Before any clever reader decides to use this paper to synthesize their own samples of these or similar compounds I must stress the warning provided by the authors:
“It should be noted that, due to the extreme toxicity of these materials, the separation and purification of CWC-related chemical are very difficult and therefore should be carried out only by a trained professional in an efficient fume cupboard equipped with an active charcoal filtration system.”
Detection of novichok-type compounds
Mass spectrometry methods are used for detection. This involves breaking up the molecules into fragments using an electron ionizer (EI). These molecular fragments are then separated according to mass and charge and the amounts of each detected in a mass spectrometer (MS) to produce an EI-MS spectrum.
Each compound has its own “fingerprint” – a pattern of peaks defined by the mass/charge (m/z) of each molecular fragment and the relative intensity of each peak. The figure below shows the EI-MS “fingerprints” for compound 3 and the O-ethyl derivative of compound 4.
We can see why the detection of a compound relies not only on a single peak but also other characteristic peaks and their relative sizes.
For example, the largest peak (H) at m/z = 71 occurs in both compounds. This is because the molecular fragment (see the chemical structure to the right) responsible for it is produced by ionization of both compounds. So that peak cannot be used alone to differentiate between the two compounds. Identification of a specific compound requires locating all the major characteristic peaks and ensuring their relative intensities are correct.
This is straightforward where the compounds are available at relatively high concentrations and the combination of mass spectroscopy with gas or liquid chromatography helps to remove some of the background chemicals. The ability of UK experts to conclude that the type of novichok used to poison the Skripals is the same as that in the fake scent bottle used by the second victims (Dawn Sturgess and Charlie Rowley) means that they were able to recover samples containing the nerve agent at sufficiently high concentrations.
But, at low concentrations one may simply not be able to find all the characteristic peaks, and identification using just the most intense peaks is not so reliable. For example, compounds 3 and 4 could not have been differentiated at low concentrations if all that could be detected were very small peaks at m/z = 71, 135 and 150. Yet that is the situation when searching for trace levels and one is always conscious that the peaks that are detected could be due to low levels of a completely different compound.
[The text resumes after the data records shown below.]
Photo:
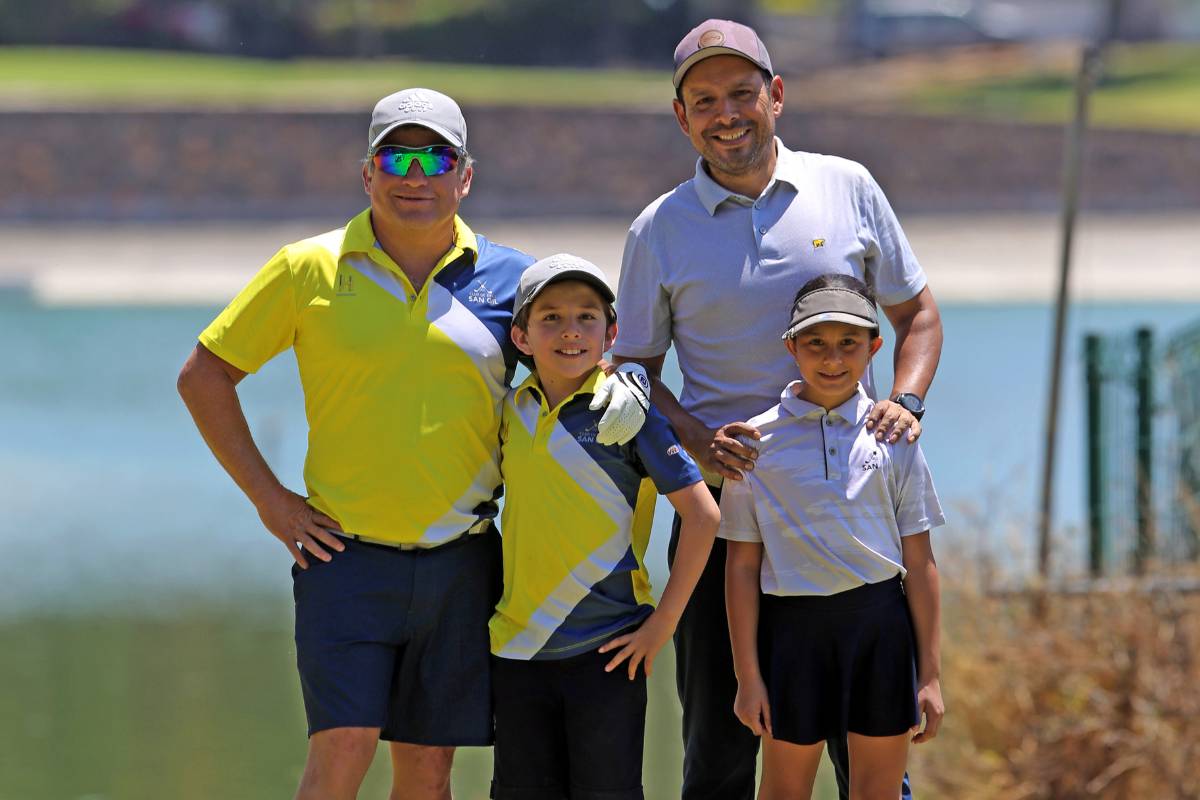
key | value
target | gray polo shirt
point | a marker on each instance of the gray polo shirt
(715, 274)
(828, 503)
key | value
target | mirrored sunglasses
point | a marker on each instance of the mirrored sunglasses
(435, 160)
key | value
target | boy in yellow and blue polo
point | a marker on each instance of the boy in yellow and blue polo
(576, 601)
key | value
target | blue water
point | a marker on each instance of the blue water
(109, 497)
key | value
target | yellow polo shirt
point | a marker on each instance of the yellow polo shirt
(402, 388)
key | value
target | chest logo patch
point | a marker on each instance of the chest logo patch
(483, 295)
(587, 435)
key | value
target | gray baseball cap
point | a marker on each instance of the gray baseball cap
(425, 107)
(831, 306)
(719, 37)
(561, 266)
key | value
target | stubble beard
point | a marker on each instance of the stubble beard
(744, 164)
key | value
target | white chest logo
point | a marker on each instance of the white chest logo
(483, 295)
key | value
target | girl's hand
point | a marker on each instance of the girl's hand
(641, 645)
(751, 707)
(929, 704)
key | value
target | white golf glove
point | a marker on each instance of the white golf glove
(627, 395)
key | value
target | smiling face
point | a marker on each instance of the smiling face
(832, 358)
(414, 202)
(567, 335)
(729, 112)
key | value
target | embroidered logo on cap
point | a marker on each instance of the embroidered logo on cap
(415, 103)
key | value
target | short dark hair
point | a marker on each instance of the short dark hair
(839, 281)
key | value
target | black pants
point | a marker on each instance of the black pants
(719, 752)
(568, 729)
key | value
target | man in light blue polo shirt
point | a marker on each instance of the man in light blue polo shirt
(712, 268)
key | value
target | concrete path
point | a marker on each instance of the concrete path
(988, 259)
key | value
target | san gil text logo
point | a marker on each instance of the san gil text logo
(481, 294)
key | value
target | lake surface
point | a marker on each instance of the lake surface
(144, 614)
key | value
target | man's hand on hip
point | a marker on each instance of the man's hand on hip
(625, 398)
(721, 450)
(295, 523)
(891, 420)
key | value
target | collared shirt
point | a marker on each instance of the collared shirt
(402, 388)
(576, 523)
(715, 274)
(828, 503)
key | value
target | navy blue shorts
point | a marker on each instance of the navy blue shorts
(397, 639)
(567, 728)
(837, 665)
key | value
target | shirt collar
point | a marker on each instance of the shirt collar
(712, 194)
(360, 238)
(852, 410)
(531, 386)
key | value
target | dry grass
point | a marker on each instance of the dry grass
(1097, 697)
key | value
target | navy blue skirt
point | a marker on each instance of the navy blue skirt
(840, 663)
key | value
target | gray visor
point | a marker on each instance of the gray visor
(831, 306)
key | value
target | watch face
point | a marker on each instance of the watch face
(911, 403)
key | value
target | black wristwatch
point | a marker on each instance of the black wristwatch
(911, 403)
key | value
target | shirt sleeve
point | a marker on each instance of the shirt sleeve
(261, 322)
(892, 264)
(738, 519)
(642, 304)
(916, 500)
(661, 457)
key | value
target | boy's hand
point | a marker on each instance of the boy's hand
(930, 705)
(751, 707)
(625, 397)
(641, 645)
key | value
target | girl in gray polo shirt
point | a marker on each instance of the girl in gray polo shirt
(833, 527)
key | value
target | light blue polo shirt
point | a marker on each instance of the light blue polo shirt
(828, 503)
(715, 272)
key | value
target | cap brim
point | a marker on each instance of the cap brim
(829, 317)
(601, 287)
(437, 128)
(705, 53)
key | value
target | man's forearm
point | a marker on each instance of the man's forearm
(211, 397)
(918, 347)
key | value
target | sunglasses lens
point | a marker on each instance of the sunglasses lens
(437, 160)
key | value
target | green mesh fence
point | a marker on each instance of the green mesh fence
(1143, 422)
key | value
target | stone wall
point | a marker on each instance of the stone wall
(177, 166)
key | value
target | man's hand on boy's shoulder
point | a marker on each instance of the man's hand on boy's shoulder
(723, 450)
(891, 420)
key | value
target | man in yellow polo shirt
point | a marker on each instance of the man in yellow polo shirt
(400, 324)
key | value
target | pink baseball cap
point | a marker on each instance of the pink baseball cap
(719, 37)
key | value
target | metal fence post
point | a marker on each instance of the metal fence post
(1145, 386)
(1096, 524)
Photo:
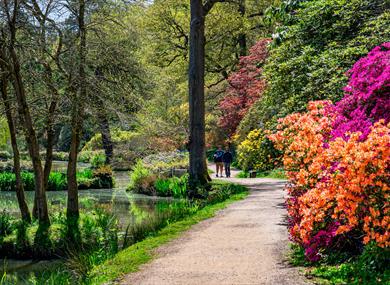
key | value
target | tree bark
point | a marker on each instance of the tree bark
(242, 36)
(198, 169)
(24, 211)
(106, 136)
(41, 210)
(77, 116)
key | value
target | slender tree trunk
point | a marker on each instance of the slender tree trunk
(198, 168)
(106, 136)
(49, 144)
(73, 200)
(77, 116)
(242, 36)
(41, 210)
(25, 213)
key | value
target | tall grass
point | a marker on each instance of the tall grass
(87, 179)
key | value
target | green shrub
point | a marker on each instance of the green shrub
(165, 161)
(104, 177)
(174, 186)
(8, 165)
(86, 179)
(98, 160)
(5, 155)
(117, 137)
(6, 225)
(60, 156)
(371, 267)
(57, 181)
(142, 179)
(257, 152)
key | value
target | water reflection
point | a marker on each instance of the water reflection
(127, 207)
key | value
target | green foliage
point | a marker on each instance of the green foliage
(6, 225)
(87, 155)
(141, 179)
(87, 179)
(103, 177)
(150, 175)
(117, 137)
(4, 135)
(257, 152)
(277, 173)
(98, 160)
(142, 252)
(370, 267)
(174, 186)
(165, 161)
(321, 43)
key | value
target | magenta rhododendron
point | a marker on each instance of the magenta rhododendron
(337, 159)
(367, 97)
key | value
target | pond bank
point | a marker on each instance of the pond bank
(245, 243)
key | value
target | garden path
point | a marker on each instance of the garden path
(246, 243)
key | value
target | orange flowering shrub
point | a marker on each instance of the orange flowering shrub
(339, 190)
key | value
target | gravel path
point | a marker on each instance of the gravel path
(245, 243)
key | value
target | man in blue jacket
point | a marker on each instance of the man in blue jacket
(227, 160)
(218, 159)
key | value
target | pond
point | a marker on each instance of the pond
(126, 206)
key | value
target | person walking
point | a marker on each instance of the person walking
(218, 159)
(227, 160)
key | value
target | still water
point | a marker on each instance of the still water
(127, 207)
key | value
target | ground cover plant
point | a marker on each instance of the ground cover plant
(336, 158)
(99, 178)
(156, 174)
(96, 241)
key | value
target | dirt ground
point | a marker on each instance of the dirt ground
(246, 243)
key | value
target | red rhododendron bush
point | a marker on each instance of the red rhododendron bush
(245, 87)
(339, 184)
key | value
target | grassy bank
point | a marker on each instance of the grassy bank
(277, 173)
(100, 250)
(130, 259)
(99, 178)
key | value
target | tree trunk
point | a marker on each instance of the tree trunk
(106, 136)
(242, 36)
(198, 170)
(77, 116)
(25, 213)
(41, 210)
(73, 199)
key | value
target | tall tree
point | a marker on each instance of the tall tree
(25, 213)
(13, 15)
(197, 147)
(77, 111)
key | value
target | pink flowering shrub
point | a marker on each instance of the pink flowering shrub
(367, 95)
(337, 159)
(245, 87)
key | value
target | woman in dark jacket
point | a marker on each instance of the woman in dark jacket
(227, 160)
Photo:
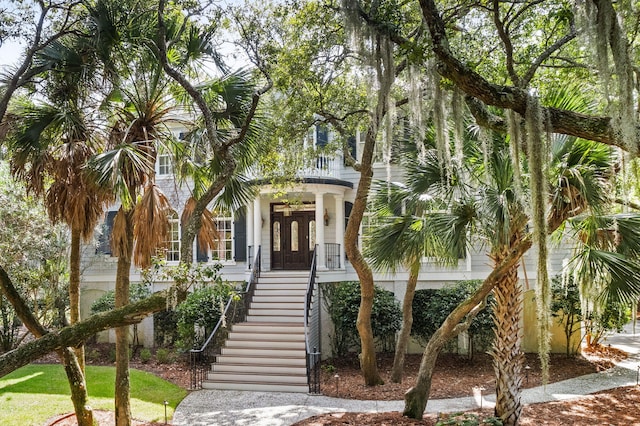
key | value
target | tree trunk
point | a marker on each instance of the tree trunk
(76, 334)
(407, 323)
(122, 385)
(368, 362)
(75, 375)
(416, 398)
(74, 289)
(78, 385)
(506, 352)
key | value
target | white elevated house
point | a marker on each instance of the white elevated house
(267, 351)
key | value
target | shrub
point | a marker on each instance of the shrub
(343, 301)
(608, 319)
(199, 314)
(566, 308)
(163, 356)
(145, 355)
(165, 328)
(431, 308)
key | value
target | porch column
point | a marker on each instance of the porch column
(340, 227)
(320, 259)
(257, 224)
(250, 237)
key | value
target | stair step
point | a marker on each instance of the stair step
(262, 360)
(258, 368)
(259, 292)
(284, 279)
(262, 336)
(294, 313)
(300, 300)
(277, 305)
(265, 344)
(277, 353)
(298, 379)
(280, 318)
(266, 387)
(268, 327)
(281, 286)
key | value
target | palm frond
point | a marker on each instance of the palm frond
(151, 225)
(122, 169)
(208, 235)
(607, 275)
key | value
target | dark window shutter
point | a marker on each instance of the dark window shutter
(351, 146)
(104, 241)
(322, 136)
(347, 212)
(240, 235)
(201, 255)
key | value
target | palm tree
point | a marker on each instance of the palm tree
(51, 141)
(488, 206)
(216, 164)
(128, 169)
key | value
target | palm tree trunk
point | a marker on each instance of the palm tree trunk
(78, 385)
(457, 321)
(74, 288)
(368, 363)
(405, 330)
(506, 352)
(122, 385)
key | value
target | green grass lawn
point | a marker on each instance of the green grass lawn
(32, 394)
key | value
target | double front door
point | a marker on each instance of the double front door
(293, 237)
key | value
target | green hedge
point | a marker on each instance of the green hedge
(343, 301)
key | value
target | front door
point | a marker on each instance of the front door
(292, 239)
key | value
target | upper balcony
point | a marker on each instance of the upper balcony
(300, 165)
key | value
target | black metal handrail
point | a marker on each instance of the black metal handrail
(312, 329)
(235, 311)
(332, 255)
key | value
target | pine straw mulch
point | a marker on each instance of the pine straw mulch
(456, 376)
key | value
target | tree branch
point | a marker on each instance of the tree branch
(562, 121)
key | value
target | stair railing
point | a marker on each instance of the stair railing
(312, 319)
(235, 311)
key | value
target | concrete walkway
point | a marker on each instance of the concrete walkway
(219, 408)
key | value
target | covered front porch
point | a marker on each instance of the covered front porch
(289, 224)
I suspect the description of the two possibly positive samples in the London Hotel as trace levels or “at levels below that which would cause concern for public health” were interpretations driven by “wishful thinking” and exaggerated confidence and not surety. After all, scientists often face such pressures when their political masters are looking for results to fit a preconceived narrative. It is easy to be persuaded in such situations. And it is tempting for both scientists and police to describe their findings in a more confident way when presenting to the media than they would during peer discussions in the laboratory or office.
My suspicions are supported by the fact that the total number samples taken from this hotel room must have been quite large so that makes the reliability of the positive values at such low levels for only two samples quite suspect (although information on locations of sampling sites would help this interpretation).